Search code examples
mysqlsqlperformanceunion

SQL Performance UNION vs OR


I just read part of an optimization article and segfaulted on the following statement:

When using SQL replace statements using OR with a UNION:

select username from users where company = ‘bbc’ or company = ‘itv’;

to:

select username from users where company = ‘bbc’ union
select username from users where company = ‘itv’;

From a quick EXPLAIN:

Using OR:

enter image description here

Using UNION:

enter image description here

Doesn't this mean UNION does in double the work?

While I appreciate UNION may be more performant for certain RDBMSes and certain table schemas, this is not categorically true as the author suggestions.

Question

Am I wrong?


Solution

  • Either the article you read used a bad example, or you misinterpreted their point.

    select username from users where company = 'bbc' or company = 'itv';
    

    This is equivalent to:

    select username from users where company IN ('bbc', 'itv');
    

    MySQL can use an index on company for this query just fine. There's no need to do any UNION.

    The more tricky case is where you have an OR condition that involves two different columns.

    select username from users where company = 'bbc' or city = 'London';
    

    Suppose there's an index on company and a separate index on city. Given that MySQL usually uses only one index per table in a given query, which index should it use? If it uses the index on company, it would still have to do a table-scan to find rows where city is London. If it uses the index on city, it would have to do a table-scan for rows where company is bbc.

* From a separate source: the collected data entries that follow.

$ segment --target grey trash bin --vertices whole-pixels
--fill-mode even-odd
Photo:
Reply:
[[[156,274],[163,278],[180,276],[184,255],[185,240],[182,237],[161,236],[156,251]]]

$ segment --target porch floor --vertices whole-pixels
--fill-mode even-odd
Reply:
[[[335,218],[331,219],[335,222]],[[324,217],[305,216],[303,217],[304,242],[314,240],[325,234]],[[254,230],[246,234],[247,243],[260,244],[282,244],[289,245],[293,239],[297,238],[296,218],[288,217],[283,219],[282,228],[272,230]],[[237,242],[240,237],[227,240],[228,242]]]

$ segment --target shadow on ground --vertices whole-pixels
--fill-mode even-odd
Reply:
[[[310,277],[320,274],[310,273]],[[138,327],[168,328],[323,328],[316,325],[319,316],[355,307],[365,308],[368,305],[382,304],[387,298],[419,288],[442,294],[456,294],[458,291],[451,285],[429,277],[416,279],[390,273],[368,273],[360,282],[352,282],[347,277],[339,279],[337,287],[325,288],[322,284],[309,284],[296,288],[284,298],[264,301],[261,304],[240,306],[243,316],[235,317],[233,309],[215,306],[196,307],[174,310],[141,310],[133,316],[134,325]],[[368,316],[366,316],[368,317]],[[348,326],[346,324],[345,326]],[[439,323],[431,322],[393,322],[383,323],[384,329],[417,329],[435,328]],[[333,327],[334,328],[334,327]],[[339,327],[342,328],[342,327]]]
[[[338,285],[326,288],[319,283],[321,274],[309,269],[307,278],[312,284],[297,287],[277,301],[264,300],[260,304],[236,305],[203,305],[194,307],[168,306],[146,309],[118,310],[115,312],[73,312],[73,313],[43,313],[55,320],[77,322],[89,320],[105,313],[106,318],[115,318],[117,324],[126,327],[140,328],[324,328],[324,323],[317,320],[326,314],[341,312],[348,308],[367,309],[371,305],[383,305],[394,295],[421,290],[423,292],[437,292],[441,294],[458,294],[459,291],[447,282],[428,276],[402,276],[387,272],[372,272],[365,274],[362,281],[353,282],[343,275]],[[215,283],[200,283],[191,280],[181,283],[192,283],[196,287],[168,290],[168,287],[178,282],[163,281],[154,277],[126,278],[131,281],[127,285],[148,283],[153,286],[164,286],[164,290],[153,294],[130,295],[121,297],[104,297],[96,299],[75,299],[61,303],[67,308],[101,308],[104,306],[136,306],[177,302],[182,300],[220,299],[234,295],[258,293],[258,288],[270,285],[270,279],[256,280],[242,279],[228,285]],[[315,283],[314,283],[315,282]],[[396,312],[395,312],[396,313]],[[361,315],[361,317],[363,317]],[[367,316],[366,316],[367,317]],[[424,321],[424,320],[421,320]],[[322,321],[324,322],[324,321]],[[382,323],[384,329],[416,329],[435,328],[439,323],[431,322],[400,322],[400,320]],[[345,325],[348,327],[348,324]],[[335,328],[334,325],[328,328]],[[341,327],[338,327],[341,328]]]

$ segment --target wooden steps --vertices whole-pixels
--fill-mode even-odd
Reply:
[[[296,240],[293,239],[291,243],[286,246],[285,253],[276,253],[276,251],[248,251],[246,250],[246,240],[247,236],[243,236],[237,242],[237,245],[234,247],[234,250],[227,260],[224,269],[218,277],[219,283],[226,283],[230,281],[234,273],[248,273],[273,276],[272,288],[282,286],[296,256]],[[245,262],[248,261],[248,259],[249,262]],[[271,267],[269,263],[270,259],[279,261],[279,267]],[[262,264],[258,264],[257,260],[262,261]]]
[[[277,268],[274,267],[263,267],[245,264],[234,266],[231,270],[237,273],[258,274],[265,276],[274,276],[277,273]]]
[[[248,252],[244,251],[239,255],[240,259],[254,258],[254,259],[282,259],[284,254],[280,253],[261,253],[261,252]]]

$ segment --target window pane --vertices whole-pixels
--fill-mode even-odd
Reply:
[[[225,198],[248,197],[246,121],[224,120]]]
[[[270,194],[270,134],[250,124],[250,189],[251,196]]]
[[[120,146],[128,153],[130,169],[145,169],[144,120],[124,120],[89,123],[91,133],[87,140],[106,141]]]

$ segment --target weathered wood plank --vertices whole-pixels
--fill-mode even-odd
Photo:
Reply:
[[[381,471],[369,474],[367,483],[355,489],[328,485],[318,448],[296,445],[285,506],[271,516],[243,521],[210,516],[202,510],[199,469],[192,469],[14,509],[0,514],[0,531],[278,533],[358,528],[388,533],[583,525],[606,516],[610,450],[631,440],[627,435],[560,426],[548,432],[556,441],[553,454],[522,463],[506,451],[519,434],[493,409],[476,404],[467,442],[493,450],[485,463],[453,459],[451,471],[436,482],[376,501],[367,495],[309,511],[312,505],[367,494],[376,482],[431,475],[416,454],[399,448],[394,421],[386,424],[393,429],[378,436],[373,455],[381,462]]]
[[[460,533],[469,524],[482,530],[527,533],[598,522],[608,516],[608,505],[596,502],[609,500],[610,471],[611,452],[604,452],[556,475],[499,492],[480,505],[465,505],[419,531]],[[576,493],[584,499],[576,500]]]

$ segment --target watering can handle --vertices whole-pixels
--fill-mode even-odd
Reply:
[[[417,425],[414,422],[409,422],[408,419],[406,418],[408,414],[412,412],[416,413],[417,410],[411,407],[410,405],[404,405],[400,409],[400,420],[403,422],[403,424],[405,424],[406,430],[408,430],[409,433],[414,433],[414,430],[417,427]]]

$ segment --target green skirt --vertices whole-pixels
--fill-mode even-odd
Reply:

    The UNION solution is for this type of case.

    select username from users where company = 'bbc' 
    union
    select username from users where city = 'London';
    

    Now each sub-query can use the index for its search, and the results of the subquery are combined by the UNION.

    An anonymous user proposed an edit to my answer above, but a moderator rejected the edit. It should have been a comment, not an edit. The claim of the proposed edit was that UNION has to sort the result set to eliminate duplicate rows. This makes the query run slower, and the index optimization is therefore a wash.

    UNION does have to eliminate duplicates, and to do that it sorts the result set, so there is some overhead. But it usually only has to sort a small result set.

    There might be cases where the WHERE clauses match a significant portion of the table, and sorting during UNION is as expensive as simply doing the table-scan. But it's more common for the result set to be reduced by the indexed searches, so the sorting of a small set of rows is much less costly than the table-scan of a large set of rows.

    The difference depends on the data in the table, and the terms being searched. The only way to determine the best solution for a given query is to try both methods in the MySQL query profiler and compare their performance.